Sebelumnya, penelitian Badan Riset dan Inovasi Nasional (BRIN) mengungkap bahwa air hujan di Jakarta mengandung partikel mikroplastik. Menurut Peneliti Brin, M. Reza Cordova, mikroplastik dalam air hujan berasal dari serat sintetis pakaian, debu kendaraan dan ban, sisa pembakaran sampah plastik serta degradasi plastik di ruang terbuka.

Mikroplastik yang ditemukan umumnya berbentuk serat sintetis dan fragmen kecil plastik, terutama polimer seperti poliester, nilon, polietilena, polipropilena, hingga polibutadiena dari ban kendaraan. Rata-rata, peneliti menemukan sekitar 15 partikel mikroplastik per meter persegi per hari pada sampel hujan di kawasan pesisir Jakarta.

Reza mengatakan, temuan ini menimbulkan kekhawatiran karena partikel mikroplastik berukuran sangat kecil, bahkan lebih halus dari debu biasa, sehingga dapat terhirup manusia atau masuk ke tubuh melalui air dan makanan.

Plastik juga mengandung bahan aditif beracun seperti ftalat, bisfenol A (BPA), dan logam berat yang dapat lepas ke lingkungan ketika terurai menjadi partikel mikro atau nano.
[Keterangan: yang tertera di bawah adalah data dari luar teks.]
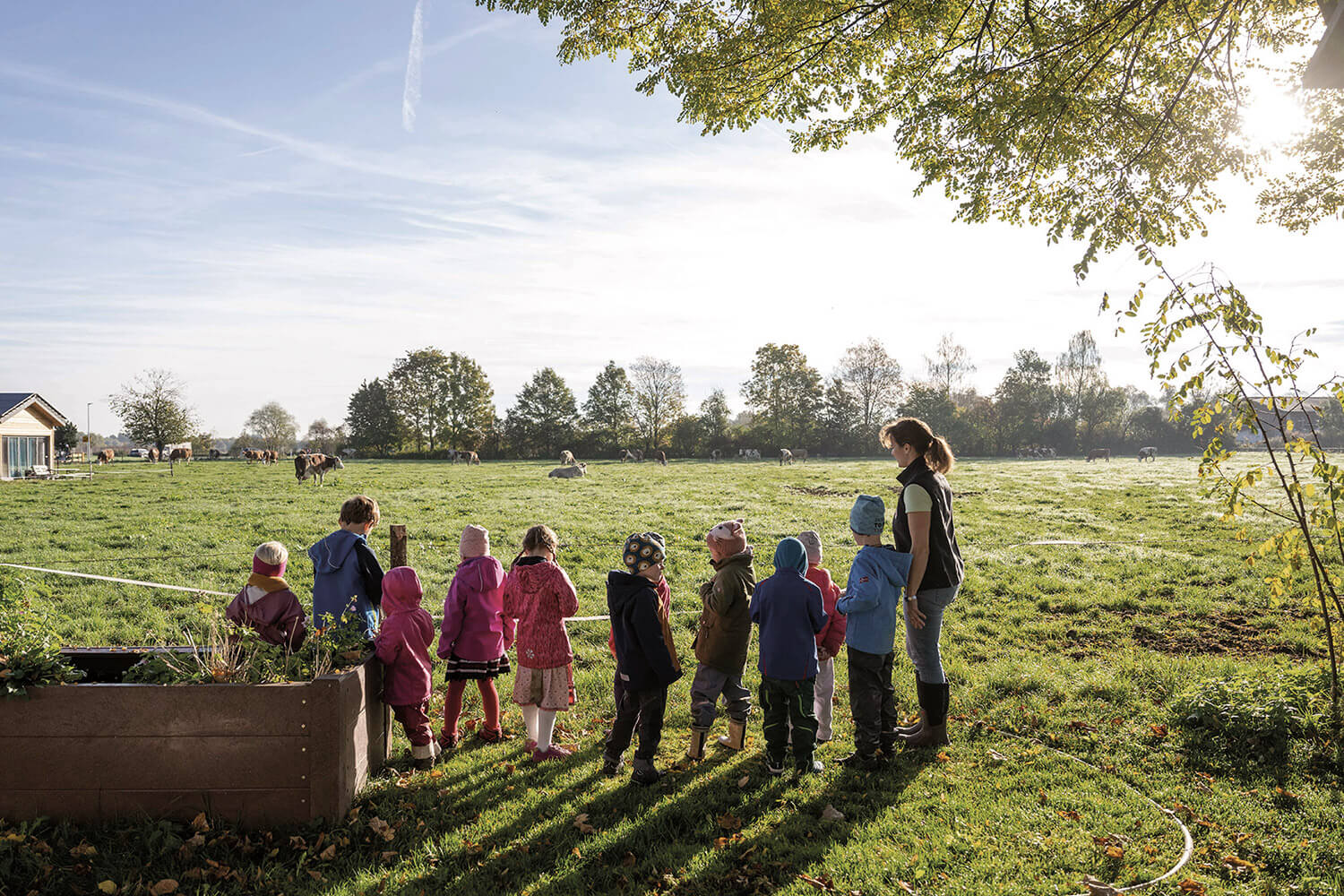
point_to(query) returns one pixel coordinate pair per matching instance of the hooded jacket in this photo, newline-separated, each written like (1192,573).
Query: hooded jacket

Partikel ini juga bisa mengikat polutan lain seperti hidrokarbon aromatik dari asap kendaraan di udara.

“Yang beracun bukan air hujannya, tetapi partikel mikroplastik di dalamnya karena mengandung bahan kimia aditif atau menyerap polutan lain,” kata Reza, saat diwawancarai, Kamis (17/10/2025).